Es cierto: el Perú es un funeral sin abrazos. En apenas cinco meses de pandemia ya tenemos un estadio lleno de muertos. A inicios de agosto hay casi 50 mil fallecidos por coronavirus.
La mayoría de los muertos es por falta de atención oportuna de los contagiados. El pobre es, como siempre, el más vulnerable. El pobre muere de coronavirus antes de que le diagnostiquen que tiene el mal.
Los cementerios crecen de una manera alarmante y en las calles hay zozobra, miedo y desorden. Hay mucha gente en las calles porque en casa falta la comida.
Tal como lo explica Joseph Zárate, Luis Vásquez, con 30 años de experiencia cavando tumbas en el cementerio de Belaúnde de Comas, en la parte alta del cerro, antes cavaba cuatro o cinco tumbas por mes. Ahora, hace una por día y cobra por ello 130 soles para ataúdes que llegan forrados en plástico.
El virus no está controlado y cunde ahora con fuerza por las regiones dejando luto e indignación. Lima no está a salvo, sobre todo, los distritos más alejados del centro.
Hay más de 6 millones de peruanos en pobreza que no han recibido ningún tipo de bono y más de tres millones que han perdido su empleo.

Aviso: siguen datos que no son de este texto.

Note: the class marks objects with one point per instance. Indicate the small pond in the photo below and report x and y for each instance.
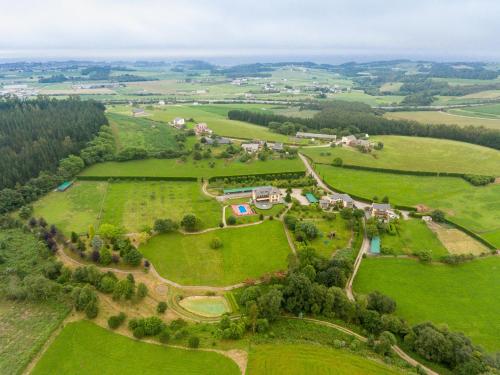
(207, 306)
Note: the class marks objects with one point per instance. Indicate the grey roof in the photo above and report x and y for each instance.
(338, 196)
(315, 135)
(265, 191)
(381, 206)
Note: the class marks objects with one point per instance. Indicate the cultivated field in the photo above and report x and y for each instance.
(246, 253)
(465, 297)
(439, 117)
(191, 168)
(476, 208)
(413, 236)
(132, 205)
(85, 348)
(142, 133)
(456, 241)
(302, 359)
(416, 154)
(216, 120)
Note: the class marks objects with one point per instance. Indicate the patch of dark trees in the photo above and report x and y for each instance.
(353, 118)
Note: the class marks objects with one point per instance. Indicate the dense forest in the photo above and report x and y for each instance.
(35, 135)
(342, 118)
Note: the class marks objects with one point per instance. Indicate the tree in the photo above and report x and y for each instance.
(190, 222)
(337, 162)
(142, 291)
(269, 304)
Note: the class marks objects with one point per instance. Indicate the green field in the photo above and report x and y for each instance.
(246, 253)
(465, 297)
(413, 236)
(216, 120)
(142, 133)
(438, 117)
(201, 168)
(476, 208)
(416, 154)
(133, 205)
(298, 359)
(85, 348)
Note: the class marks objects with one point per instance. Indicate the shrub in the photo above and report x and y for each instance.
(194, 342)
(161, 307)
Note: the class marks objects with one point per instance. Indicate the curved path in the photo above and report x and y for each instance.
(395, 348)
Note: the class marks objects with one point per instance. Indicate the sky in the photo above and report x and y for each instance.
(250, 29)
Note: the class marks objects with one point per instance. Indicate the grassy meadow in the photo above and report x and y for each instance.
(302, 359)
(413, 236)
(476, 208)
(85, 348)
(191, 168)
(132, 205)
(465, 297)
(142, 133)
(246, 253)
(416, 154)
(440, 117)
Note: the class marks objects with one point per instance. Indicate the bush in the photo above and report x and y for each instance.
(161, 307)
(116, 320)
(194, 342)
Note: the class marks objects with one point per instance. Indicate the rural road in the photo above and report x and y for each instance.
(395, 348)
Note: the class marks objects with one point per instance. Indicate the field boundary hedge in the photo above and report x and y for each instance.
(136, 178)
(471, 233)
(269, 176)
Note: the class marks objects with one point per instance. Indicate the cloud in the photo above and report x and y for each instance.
(223, 27)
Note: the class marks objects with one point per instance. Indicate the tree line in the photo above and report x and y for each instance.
(361, 118)
(35, 135)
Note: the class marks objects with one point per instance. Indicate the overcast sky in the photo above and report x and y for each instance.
(446, 29)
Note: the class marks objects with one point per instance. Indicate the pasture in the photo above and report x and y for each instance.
(132, 205)
(439, 117)
(416, 154)
(302, 359)
(85, 348)
(246, 253)
(191, 168)
(476, 208)
(142, 133)
(465, 297)
(413, 236)
(216, 120)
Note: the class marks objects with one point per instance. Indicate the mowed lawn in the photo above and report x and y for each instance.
(132, 205)
(135, 205)
(216, 120)
(141, 132)
(246, 253)
(413, 236)
(191, 168)
(476, 208)
(438, 117)
(465, 296)
(85, 348)
(304, 359)
(416, 154)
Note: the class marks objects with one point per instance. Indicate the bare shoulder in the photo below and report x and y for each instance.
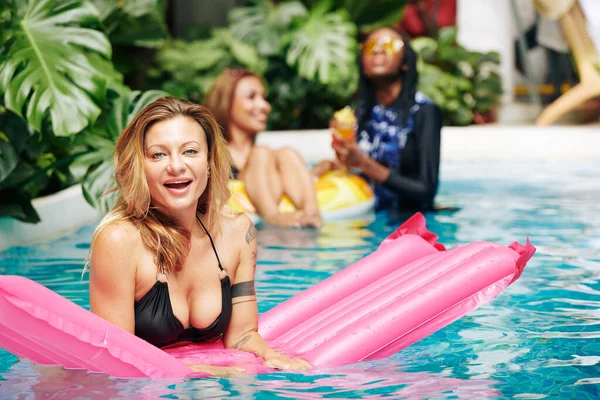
(238, 226)
(117, 235)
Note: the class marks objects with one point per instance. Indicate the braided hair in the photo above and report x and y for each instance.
(409, 76)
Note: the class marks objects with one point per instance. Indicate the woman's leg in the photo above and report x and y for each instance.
(298, 183)
(264, 187)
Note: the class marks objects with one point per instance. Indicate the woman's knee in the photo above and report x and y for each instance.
(261, 154)
(287, 154)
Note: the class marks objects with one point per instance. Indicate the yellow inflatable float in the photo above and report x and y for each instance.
(340, 195)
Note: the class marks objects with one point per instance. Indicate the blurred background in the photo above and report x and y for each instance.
(74, 72)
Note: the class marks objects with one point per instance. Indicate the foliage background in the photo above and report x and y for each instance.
(74, 72)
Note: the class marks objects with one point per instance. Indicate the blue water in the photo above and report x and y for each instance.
(538, 339)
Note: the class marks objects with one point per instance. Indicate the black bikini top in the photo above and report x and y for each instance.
(156, 323)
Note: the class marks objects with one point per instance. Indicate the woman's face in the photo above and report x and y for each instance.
(176, 163)
(382, 54)
(250, 109)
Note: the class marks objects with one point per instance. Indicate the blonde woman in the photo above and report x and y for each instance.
(237, 100)
(167, 264)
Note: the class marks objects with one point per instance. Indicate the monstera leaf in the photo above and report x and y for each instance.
(323, 47)
(14, 134)
(139, 23)
(56, 64)
(97, 167)
(370, 14)
(264, 24)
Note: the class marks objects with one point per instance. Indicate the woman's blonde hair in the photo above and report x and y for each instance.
(219, 98)
(160, 234)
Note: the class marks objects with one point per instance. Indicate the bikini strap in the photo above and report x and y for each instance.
(211, 243)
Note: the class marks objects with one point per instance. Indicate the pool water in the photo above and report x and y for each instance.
(538, 339)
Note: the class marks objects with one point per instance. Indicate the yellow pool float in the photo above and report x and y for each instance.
(340, 195)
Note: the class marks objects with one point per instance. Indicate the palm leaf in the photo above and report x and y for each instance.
(57, 65)
(97, 166)
(370, 14)
(264, 24)
(324, 47)
(139, 23)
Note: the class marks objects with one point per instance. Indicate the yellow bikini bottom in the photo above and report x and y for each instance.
(340, 195)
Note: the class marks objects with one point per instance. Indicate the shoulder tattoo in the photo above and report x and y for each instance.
(243, 289)
(251, 234)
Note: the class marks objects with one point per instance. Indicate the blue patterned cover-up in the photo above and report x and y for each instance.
(383, 138)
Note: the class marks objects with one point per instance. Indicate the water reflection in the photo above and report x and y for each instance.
(367, 380)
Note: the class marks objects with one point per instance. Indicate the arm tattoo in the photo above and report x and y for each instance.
(243, 301)
(251, 234)
(241, 342)
(243, 289)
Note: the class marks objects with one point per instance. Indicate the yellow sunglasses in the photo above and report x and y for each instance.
(389, 46)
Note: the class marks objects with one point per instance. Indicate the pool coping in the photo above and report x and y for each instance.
(66, 211)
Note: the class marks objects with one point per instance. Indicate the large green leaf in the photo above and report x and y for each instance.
(139, 23)
(97, 166)
(189, 69)
(14, 133)
(16, 204)
(264, 24)
(370, 14)
(56, 64)
(324, 47)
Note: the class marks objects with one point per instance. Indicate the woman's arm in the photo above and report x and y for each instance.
(428, 127)
(112, 275)
(243, 333)
(423, 188)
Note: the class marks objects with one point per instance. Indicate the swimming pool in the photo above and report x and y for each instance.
(540, 338)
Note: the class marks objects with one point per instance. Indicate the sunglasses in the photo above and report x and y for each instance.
(389, 46)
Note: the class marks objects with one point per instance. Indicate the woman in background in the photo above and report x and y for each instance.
(398, 141)
(237, 100)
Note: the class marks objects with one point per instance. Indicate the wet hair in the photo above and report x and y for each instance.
(159, 233)
(219, 98)
(409, 75)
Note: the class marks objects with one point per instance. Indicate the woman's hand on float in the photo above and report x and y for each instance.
(214, 370)
(348, 152)
(325, 166)
(283, 362)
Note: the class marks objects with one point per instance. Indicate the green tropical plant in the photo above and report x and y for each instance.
(320, 44)
(138, 23)
(311, 58)
(188, 69)
(55, 63)
(265, 24)
(370, 14)
(95, 168)
(32, 164)
(465, 84)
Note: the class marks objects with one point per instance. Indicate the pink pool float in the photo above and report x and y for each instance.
(408, 288)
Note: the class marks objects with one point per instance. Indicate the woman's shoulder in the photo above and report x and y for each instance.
(117, 235)
(237, 226)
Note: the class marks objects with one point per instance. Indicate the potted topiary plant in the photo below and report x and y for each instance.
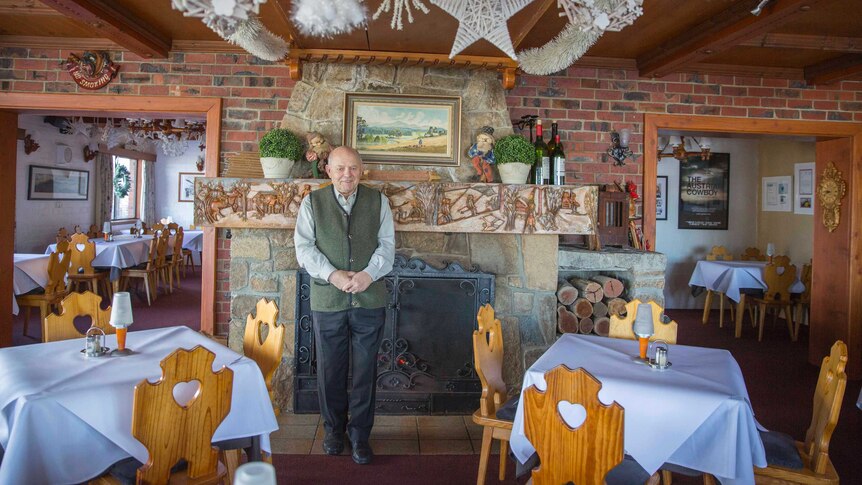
(279, 151)
(514, 156)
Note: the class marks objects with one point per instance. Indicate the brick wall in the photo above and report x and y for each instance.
(586, 102)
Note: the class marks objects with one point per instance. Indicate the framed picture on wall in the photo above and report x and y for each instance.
(412, 130)
(704, 188)
(49, 183)
(187, 186)
(775, 195)
(803, 194)
(661, 198)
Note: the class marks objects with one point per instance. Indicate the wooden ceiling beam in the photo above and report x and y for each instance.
(284, 8)
(727, 29)
(537, 13)
(832, 70)
(810, 42)
(107, 19)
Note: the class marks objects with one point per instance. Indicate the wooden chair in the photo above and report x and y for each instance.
(583, 454)
(54, 291)
(175, 261)
(61, 326)
(266, 351)
(803, 303)
(777, 294)
(81, 267)
(172, 431)
(814, 451)
(147, 272)
(718, 253)
(621, 327)
(488, 355)
(752, 254)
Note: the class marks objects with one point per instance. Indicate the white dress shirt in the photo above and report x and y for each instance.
(318, 266)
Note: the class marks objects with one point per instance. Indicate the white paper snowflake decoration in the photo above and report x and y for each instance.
(482, 19)
(79, 127)
(601, 15)
(397, 7)
(328, 18)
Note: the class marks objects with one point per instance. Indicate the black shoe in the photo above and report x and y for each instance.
(362, 453)
(333, 443)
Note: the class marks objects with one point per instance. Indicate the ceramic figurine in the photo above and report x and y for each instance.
(318, 152)
(482, 154)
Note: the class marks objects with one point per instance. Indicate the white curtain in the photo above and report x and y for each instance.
(104, 188)
(148, 199)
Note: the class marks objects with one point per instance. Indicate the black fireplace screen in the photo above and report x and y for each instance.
(425, 363)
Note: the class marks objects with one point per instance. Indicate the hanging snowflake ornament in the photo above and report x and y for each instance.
(482, 19)
(328, 18)
(397, 7)
(79, 127)
(601, 15)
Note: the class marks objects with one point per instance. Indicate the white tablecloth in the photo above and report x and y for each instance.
(65, 418)
(695, 414)
(193, 240)
(729, 276)
(31, 272)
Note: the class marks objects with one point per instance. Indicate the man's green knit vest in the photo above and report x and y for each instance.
(348, 242)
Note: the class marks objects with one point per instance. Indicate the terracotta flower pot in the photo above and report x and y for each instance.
(514, 173)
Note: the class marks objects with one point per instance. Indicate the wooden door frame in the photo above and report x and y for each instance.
(132, 106)
(851, 211)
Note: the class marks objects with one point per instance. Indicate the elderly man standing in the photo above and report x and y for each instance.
(345, 239)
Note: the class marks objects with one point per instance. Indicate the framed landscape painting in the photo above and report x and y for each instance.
(49, 183)
(187, 186)
(399, 129)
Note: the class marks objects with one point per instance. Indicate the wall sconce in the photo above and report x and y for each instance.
(619, 149)
(676, 144)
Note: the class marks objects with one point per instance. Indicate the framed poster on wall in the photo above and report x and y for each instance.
(704, 186)
(803, 195)
(661, 198)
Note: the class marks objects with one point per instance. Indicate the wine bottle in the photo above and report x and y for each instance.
(558, 162)
(542, 167)
(553, 139)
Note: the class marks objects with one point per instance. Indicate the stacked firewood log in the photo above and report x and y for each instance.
(585, 305)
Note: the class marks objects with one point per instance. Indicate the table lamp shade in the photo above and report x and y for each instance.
(643, 326)
(121, 310)
(255, 473)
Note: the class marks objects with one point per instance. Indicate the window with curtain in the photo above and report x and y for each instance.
(125, 186)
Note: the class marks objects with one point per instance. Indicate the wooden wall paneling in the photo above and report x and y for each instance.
(8, 165)
(830, 284)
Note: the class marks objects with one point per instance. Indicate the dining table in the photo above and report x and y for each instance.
(695, 414)
(66, 418)
(735, 279)
(31, 272)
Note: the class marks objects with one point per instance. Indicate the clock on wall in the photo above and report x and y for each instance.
(64, 154)
(830, 191)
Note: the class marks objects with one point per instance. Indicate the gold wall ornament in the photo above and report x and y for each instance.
(830, 191)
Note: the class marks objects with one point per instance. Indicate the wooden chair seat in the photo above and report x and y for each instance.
(173, 431)
(814, 451)
(718, 253)
(61, 326)
(53, 292)
(488, 355)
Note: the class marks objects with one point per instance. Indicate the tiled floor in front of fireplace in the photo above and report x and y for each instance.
(302, 434)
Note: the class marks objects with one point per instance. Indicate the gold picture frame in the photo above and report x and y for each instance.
(404, 129)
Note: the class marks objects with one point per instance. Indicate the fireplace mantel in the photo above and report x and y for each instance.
(451, 207)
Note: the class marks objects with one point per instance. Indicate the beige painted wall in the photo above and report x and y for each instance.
(792, 234)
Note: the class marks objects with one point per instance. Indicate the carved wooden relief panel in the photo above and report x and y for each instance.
(416, 207)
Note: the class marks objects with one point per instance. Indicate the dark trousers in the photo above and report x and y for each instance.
(338, 336)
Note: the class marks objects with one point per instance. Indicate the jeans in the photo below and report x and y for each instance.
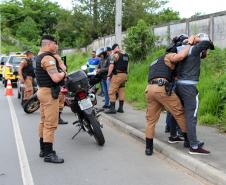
(189, 97)
(105, 91)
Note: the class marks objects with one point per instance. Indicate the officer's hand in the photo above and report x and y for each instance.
(21, 80)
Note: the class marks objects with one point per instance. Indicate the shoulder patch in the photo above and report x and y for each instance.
(52, 62)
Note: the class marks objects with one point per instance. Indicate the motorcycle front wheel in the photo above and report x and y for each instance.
(95, 129)
(32, 104)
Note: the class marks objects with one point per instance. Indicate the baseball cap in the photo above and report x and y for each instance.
(28, 52)
(108, 48)
(49, 37)
(114, 46)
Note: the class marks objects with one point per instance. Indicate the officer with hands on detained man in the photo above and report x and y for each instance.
(26, 75)
(49, 77)
(159, 94)
(117, 73)
(188, 73)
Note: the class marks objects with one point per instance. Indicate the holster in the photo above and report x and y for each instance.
(114, 72)
(55, 91)
(169, 88)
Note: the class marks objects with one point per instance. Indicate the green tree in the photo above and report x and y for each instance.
(140, 39)
(28, 29)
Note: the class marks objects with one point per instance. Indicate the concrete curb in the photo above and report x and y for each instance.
(201, 169)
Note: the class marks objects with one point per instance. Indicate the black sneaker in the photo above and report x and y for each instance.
(176, 139)
(187, 144)
(198, 151)
(149, 151)
(53, 158)
(106, 107)
(167, 129)
(62, 122)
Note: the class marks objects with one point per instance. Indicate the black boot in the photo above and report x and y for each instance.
(50, 155)
(186, 141)
(61, 122)
(111, 109)
(41, 154)
(149, 146)
(120, 109)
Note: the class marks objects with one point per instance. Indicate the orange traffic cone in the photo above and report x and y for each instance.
(9, 89)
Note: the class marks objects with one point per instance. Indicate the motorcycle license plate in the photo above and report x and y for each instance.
(85, 104)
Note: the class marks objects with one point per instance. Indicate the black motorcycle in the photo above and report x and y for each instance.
(82, 101)
(81, 98)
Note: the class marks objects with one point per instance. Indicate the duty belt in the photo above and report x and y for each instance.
(119, 71)
(160, 82)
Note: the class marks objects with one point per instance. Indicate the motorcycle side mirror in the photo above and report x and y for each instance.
(84, 67)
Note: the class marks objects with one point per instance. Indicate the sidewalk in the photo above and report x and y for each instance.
(211, 167)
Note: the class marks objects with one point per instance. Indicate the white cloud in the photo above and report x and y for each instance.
(187, 8)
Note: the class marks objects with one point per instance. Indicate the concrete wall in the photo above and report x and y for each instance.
(212, 24)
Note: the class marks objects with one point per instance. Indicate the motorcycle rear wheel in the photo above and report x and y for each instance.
(96, 130)
(31, 105)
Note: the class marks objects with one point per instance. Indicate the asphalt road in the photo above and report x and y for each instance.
(121, 161)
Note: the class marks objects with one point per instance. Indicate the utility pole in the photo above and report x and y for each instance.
(0, 34)
(118, 22)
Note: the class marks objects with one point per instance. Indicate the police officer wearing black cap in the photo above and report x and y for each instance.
(188, 73)
(117, 73)
(49, 77)
(26, 75)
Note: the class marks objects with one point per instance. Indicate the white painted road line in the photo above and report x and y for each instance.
(24, 165)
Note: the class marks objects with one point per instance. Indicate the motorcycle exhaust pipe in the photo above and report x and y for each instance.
(92, 96)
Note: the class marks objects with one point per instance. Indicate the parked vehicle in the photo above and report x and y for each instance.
(20, 89)
(10, 69)
(80, 97)
(3, 60)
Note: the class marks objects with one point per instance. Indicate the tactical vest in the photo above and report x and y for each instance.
(122, 64)
(28, 70)
(42, 76)
(158, 69)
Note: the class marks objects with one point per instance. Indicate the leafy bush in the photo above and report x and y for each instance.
(140, 39)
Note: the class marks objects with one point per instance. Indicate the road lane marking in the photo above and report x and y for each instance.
(24, 165)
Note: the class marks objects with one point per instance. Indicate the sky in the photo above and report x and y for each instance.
(186, 8)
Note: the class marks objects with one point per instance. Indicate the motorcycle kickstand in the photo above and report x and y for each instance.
(76, 133)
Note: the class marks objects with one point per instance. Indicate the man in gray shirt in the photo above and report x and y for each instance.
(188, 73)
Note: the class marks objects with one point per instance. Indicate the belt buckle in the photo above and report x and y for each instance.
(160, 82)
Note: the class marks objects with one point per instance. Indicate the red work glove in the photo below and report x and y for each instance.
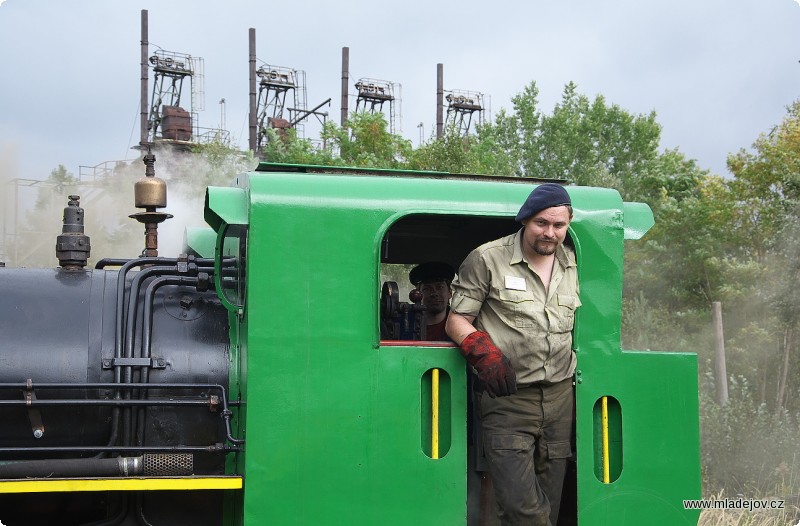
(490, 364)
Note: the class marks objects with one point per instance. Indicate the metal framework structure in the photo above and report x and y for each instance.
(278, 88)
(374, 94)
(461, 107)
(171, 70)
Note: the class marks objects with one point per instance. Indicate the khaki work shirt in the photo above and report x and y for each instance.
(508, 299)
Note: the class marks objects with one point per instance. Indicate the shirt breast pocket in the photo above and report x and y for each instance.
(520, 308)
(567, 303)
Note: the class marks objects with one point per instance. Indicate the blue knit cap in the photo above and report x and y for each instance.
(543, 196)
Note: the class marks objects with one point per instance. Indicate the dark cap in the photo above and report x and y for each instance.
(545, 195)
(431, 271)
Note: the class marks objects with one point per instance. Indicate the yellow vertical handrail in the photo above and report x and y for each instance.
(435, 414)
(604, 425)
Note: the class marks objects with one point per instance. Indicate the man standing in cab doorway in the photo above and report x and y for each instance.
(512, 315)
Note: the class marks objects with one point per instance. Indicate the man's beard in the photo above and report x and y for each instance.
(544, 247)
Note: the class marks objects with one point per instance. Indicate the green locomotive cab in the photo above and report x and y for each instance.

El presidente de la república, Martín Vizcarra, y, principalmente, su ministra de Economía son parte del problema. Sus acciones rápidas de marzo ahora se han convertido en medias verdades, mentiras, mesas servidas para los señores de la Confiep.
El problema es estructural. Un hospital colapsado es solo un botón de muestra de que el sistema está en cuidados intensivos. "Cambiar de rumbo: ese es el imperativo", ha dicho César Hildebrandt.
Vizcarra no lo hará. Él está en plan de despedida hace rato para que no se den cuenta, del todo, por qué la ministra de Economía está en palacio, por qué su cuñado calló tanto y tantas cosas.
Se acerca el 2021 y todo parece indicar que el cambio presidencial será como cambiar al presidente por otro igual.